Pénuries dans les rayons, hausse des achats en ligne, files d’attentes devant les magasins… La crise sanitaire du Covid-19 chamboule nos vies et nos manières de consommer. Comment ces changements se répercutent-ils sur la solidarité alimentaire et le don des invendus de la Grande Distribution aux associations ?
Lentement mais sûrement, la crise sanitaire se double d’une crise alimentaire.
La grande distribution toujours en première ligne dans le don des invendus
Chez Phenix, nous avons mené une étude sur plus de 150 grandes surfaces alimentaires partout en France. Notre conclusion ? Entre le 16 mars et le 19 avril, 75% des magasins qui pratiquaient déjà le don solidaire de leurs invendus ne l’ont pas dépriorisé et ont continué à y consacrer du temps et de l’énergie, effort qui est à souligner. Mais alors que dans l’Ouest et le Nord, 90% des magasins maintiennent leurs actions anti-gaspi et solidaires, la région Grand Est, durement touchée par l’épidémie, affiche un inquiétant ratio de 50%. Une corrélation entre l’intensité de l’épidémie et la pratique du don semble se dessiner. En effet, point notable de cette enquête, les magasins situés dans les régions les plus touchées par la pandémie ont nettement diminué leurs dons aux associations. En résulte une fracture alimentaire.

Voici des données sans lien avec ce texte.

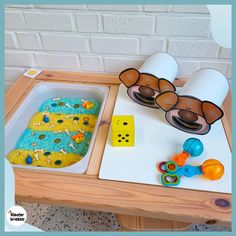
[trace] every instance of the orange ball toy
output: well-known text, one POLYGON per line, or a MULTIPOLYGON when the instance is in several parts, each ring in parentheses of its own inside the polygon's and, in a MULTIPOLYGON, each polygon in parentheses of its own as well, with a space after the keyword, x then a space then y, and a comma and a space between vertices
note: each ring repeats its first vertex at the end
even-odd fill
POLYGON ((220 179, 224 174, 224 166, 215 159, 208 159, 202 164, 203 175, 210 180, 220 179))

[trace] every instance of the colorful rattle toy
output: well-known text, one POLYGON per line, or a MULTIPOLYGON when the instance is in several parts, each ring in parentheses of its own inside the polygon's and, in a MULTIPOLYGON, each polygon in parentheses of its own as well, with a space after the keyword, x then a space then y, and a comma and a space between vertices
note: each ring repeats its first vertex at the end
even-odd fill
POLYGON ((186 160, 190 157, 196 157, 203 152, 203 144, 197 138, 188 138, 183 144, 183 151, 172 157, 172 160, 179 166, 183 166, 186 160))
POLYGON ((177 186, 181 176, 204 175, 210 180, 217 180, 224 174, 224 166, 215 159, 208 159, 201 166, 185 165, 183 167, 178 166, 174 161, 163 161, 157 165, 157 169, 163 173, 161 182, 164 186, 177 186))

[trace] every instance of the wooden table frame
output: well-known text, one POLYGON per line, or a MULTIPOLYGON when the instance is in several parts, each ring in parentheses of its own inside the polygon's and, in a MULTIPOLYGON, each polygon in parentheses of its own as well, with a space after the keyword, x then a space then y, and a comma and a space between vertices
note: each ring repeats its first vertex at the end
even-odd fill
MULTIPOLYGON (((21 76, 6 93, 5 122, 40 82, 105 85, 109 87, 108 101, 86 173, 68 174, 14 168, 17 200, 162 220, 231 224, 231 194, 98 179, 120 84, 117 75, 43 71, 35 79, 21 76), (216 199, 226 199, 230 206, 220 208, 215 204, 216 199)), ((183 84, 184 80, 175 81, 176 86, 183 84)), ((227 96, 222 108, 225 112, 223 124, 231 147, 231 94, 227 96)))

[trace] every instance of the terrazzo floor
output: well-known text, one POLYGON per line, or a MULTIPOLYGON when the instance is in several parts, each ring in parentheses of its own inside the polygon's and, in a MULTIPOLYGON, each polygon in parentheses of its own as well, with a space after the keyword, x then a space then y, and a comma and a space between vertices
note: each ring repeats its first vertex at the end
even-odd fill
MULTIPOLYGON (((120 231, 112 213, 17 202, 27 212, 27 223, 44 231, 120 231)), ((231 228, 194 224, 190 231, 231 231, 231 228)))

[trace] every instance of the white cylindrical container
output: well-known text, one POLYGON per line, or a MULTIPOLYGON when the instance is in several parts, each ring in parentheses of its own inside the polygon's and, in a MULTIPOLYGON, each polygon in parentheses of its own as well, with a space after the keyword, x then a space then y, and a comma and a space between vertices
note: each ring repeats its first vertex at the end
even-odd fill
POLYGON ((175 58, 164 52, 151 55, 139 68, 140 73, 149 73, 170 82, 175 80, 178 70, 175 58))
POLYGON ((222 73, 214 69, 200 69, 185 83, 179 95, 193 96, 220 107, 228 91, 229 82, 222 73))

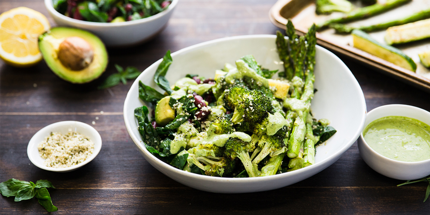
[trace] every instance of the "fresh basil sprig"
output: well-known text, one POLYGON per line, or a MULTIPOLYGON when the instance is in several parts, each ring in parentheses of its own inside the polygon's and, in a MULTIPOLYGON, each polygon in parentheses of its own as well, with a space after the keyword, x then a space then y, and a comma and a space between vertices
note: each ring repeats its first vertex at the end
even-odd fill
POLYGON ((427 190, 426 190, 426 197, 424 198, 424 201, 423 202, 426 202, 427 199, 428 199, 429 196, 430 195, 430 177, 428 178, 423 178, 421 179, 417 180, 415 181, 411 181, 411 180, 406 181, 405 183, 400 184, 397 184, 397 187, 399 186, 404 185, 405 184, 412 184, 414 183, 419 182, 421 181, 427 181, 429 182, 429 185, 427 186, 427 190))
POLYGON ((15 197, 15 202, 36 197, 39 203, 49 212, 57 211, 58 208, 52 204, 51 196, 46 187, 55 188, 46 180, 40 180, 34 184, 12 178, 0 183, 0 194, 6 197, 15 197))
POLYGON ((118 71, 117 73, 114 73, 108 77, 97 88, 99 89, 104 89, 118 85, 120 82, 125 85, 127 84, 127 79, 134 79, 139 76, 142 72, 134 67, 127 67, 124 70, 122 67, 117 64, 115 67, 118 71))

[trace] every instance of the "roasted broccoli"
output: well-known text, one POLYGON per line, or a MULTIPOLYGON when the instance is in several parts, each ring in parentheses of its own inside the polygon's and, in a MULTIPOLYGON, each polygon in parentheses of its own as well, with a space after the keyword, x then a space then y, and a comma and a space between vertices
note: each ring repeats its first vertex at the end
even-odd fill
POLYGON ((353 7, 347 0, 316 0, 315 5, 317 14, 329 14, 335 11, 347 12, 353 7))
POLYGON ((229 102, 234 105, 234 112, 231 117, 233 124, 243 121, 252 123, 258 123, 265 118, 269 112, 273 109, 271 100, 258 90, 245 89, 244 92, 237 90, 235 87, 232 88, 226 94, 226 98, 229 102), (242 93, 242 94, 238 93, 242 93), (233 104, 232 100, 234 98, 240 98, 240 101, 233 104))
POLYGON ((252 163, 255 165, 258 164, 271 153, 273 154, 278 150, 283 150, 283 149, 281 153, 284 152, 286 132, 286 126, 284 126, 278 131, 274 135, 272 136, 263 135, 258 143, 258 147, 260 148, 259 150, 261 149, 261 150, 252 160, 252 163))
POLYGON ((260 175, 256 166, 252 164, 249 158, 249 153, 254 150, 255 145, 237 138, 230 138, 225 143, 225 157, 232 160, 238 157, 249 177, 256 177, 260 175))
POLYGON ((231 122, 225 117, 216 118, 212 125, 215 127, 214 133, 216 134, 230 134, 235 131, 231 122))

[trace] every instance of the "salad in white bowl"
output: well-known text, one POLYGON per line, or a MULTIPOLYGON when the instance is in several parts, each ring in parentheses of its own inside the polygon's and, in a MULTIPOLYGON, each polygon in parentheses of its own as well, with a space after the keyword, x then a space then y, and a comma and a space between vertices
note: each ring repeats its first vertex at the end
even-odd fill
POLYGON ((188 186, 237 193, 295 183, 338 159, 362 128, 362 92, 338 58, 316 48, 314 28, 298 37, 291 23, 287 27, 287 37, 280 33, 248 36, 199 44, 171 57, 168 52, 144 71, 127 95, 124 117, 129 133, 148 162, 188 186), (246 47, 250 44, 262 48, 256 52, 246 47), (223 55, 222 48, 237 46, 245 50, 223 55), (249 52, 244 53, 246 49, 249 52), (346 101, 330 104, 337 100, 333 95, 348 96, 336 86, 329 95, 331 84, 324 82, 330 79, 319 78, 318 74, 319 70, 328 72, 326 75, 330 72, 318 67, 318 53, 326 62, 335 62, 332 69, 338 77, 333 79, 348 83, 338 85, 355 99, 353 107, 324 113, 332 104, 345 105, 346 101), (232 56, 236 60, 233 63, 224 60, 232 56), (219 66, 223 60, 223 66, 219 66), (153 81, 144 78, 150 74, 153 81), (322 89, 313 100, 314 80, 317 89, 322 80, 322 89), (328 103, 317 99, 320 94, 328 103), (327 120, 316 119, 322 118, 332 121, 333 127, 327 120), (336 133, 333 128, 338 126, 336 133))

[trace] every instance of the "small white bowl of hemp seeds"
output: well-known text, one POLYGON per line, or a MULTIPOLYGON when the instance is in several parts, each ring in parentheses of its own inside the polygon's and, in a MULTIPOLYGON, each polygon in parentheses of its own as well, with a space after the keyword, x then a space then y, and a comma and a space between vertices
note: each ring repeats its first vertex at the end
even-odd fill
POLYGON ((28 143, 27 154, 40 169, 66 172, 89 163, 101 148, 101 137, 92 126, 77 121, 63 121, 36 132, 28 143))

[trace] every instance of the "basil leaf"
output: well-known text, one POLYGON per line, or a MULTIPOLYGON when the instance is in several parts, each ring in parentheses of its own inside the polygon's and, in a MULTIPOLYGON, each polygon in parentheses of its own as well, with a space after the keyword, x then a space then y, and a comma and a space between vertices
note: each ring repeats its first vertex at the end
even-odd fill
POLYGON ((37 188, 36 190, 36 197, 37 198, 39 203, 48 211, 48 212, 53 212, 58 210, 58 208, 54 206, 51 196, 48 192, 48 190, 45 187, 37 188))
POLYGON ((178 169, 182 169, 184 168, 184 166, 185 165, 185 163, 187 163, 188 155, 188 153, 181 155, 176 155, 170 162, 170 165, 178 169))
POLYGON ((37 188, 41 187, 52 187, 55 188, 55 187, 52 183, 47 180, 40 180, 36 182, 36 187, 37 188))
POLYGON ((19 190, 32 187, 28 181, 11 178, 0 183, 0 194, 6 197, 15 196, 19 190))
POLYGON ((125 78, 127 79, 134 79, 139 76, 142 72, 139 71, 135 67, 128 67, 126 69, 126 74, 125 78))
POLYGON ((164 95, 154 88, 145 85, 141 81, 139 81, 139 98, 142 101, 155 105, 159 101, 164 98, 164 95))
POLYGON ((22 188, 16 193, 15 199, 15 202, 19 202, 22 200, 29 200, 34 197, 34 196, 36 195, 36 192, 34 190, 35 187, 34 184, 31 181, 30 182, 32 184, 22 188))
POLYGON ((155 71, 155 74, 154 75, 154 82, 161 89, 167 92, 169 95, 172 94, 172 91, 170 89, 170 85, 169 84, 169 81, 164 76, 167 73, 169 67, 172 64, 172 57, 170 56, 170 50, 167 50, 166 55, 163 57, 163 61, 158 65, 158 67, 155 71))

Pourquoi certains magasins ont-ils arrêté de donner leurs invendus aux associations ?
Pour rappel, la loi Garot relative au gaspillage alimentaire oblige les magasins d’une surface de plus de 400 m² à signer un partenariat avec au moins une association pour lui donner ses invendus alimentaires. Cependant, en temps de crise, trois raisons expliquent que certains magasins interrompent le don aux associations :
- Les équipes doivent déprioriser le don des invendus à cause du manque de personnel. Plusieurs enquêtes révélaient que 30% des salariés du secteur étaient soit en arrêt-maladie, soit absent pour motifs familiaux type garde d’enfants, soit par crainte de contamination
- Des volumes d’invendus très faibles : la ruée dans les supermarchés a provoqué de nombreuses ruptures en rayon et donc moins de produits à retirer des rayons pour le don
- La fermeture des associations qui passaient habituellement récupérer les invendus. Dans ce cas, les équipes Phenix se mobilisent pour réorganiser les plannings de passage d’associations en remplaçant temporairement les associations fermées, voire même en effectuant elles-mêmes des collectes «de secours» pour les associations qui ne peuvent plus se déplacer.
Quel impact sur les quantités données ?
Au global, on constate une baisse des quantités données de l’ordre de 6% depuis le confinement, mais la lecture n’est pas la même selon les circuits de distribution. Si les quantités d’invendus données baissent de 21% dans les supermarchés et de 65% dans les Drive, pris d’assaut depuis le début du confinement, les hypermarchés échappent à cette tendance. En effet, on observe une hausse des quantités données par les hypermarchés : +17% entre le 16 mars et le 19 avril. Les industriels, eux, sont confrontés à des annulations de commande massives et cherchent des solutions pour se prémunir du gaspillage alimentaire, comme Michel et Augustin qui a donné et revendu ses surplus sur l’application anti-gaspi Phenix
Lire l’analyse de Je Bosse en Grande Distribution
Pendant ce temps, la fréquentation des associations explose, les files d’attente s’allongent… et les associations s’adaptent
Du côté des associations, qui dépendent fortement de bénévoles seniors engagés, les distributions alimentaires se sont brusquement arrêtées après les annonces du gouvernement. Un chiffre ? Chez nos partenaires des Restos du Cœur, les plus de 70 ans représentent 30 % des bénévoles. Parce qu’elles sont les personnes les plus vulnérables face à l’épidémie et parce qu’elles n’ont souvent pas reçu de masques et de gel hydroalcoolique, le nombre de bénévoles a drastiquement baissé.
Après de nombreuses fermetures d’associations, on constate progressivement des réouvertures aux quatre coins du pays. Avec la mise en place de nouvelles procédures de distribution pour assurer le respect des règles sanitaires : distribution de colis préparés à l’avance, voire même dans certains cas livraison des colis à domicile. Les associations ont su rebondir et maintenir leur rôle central dans la société.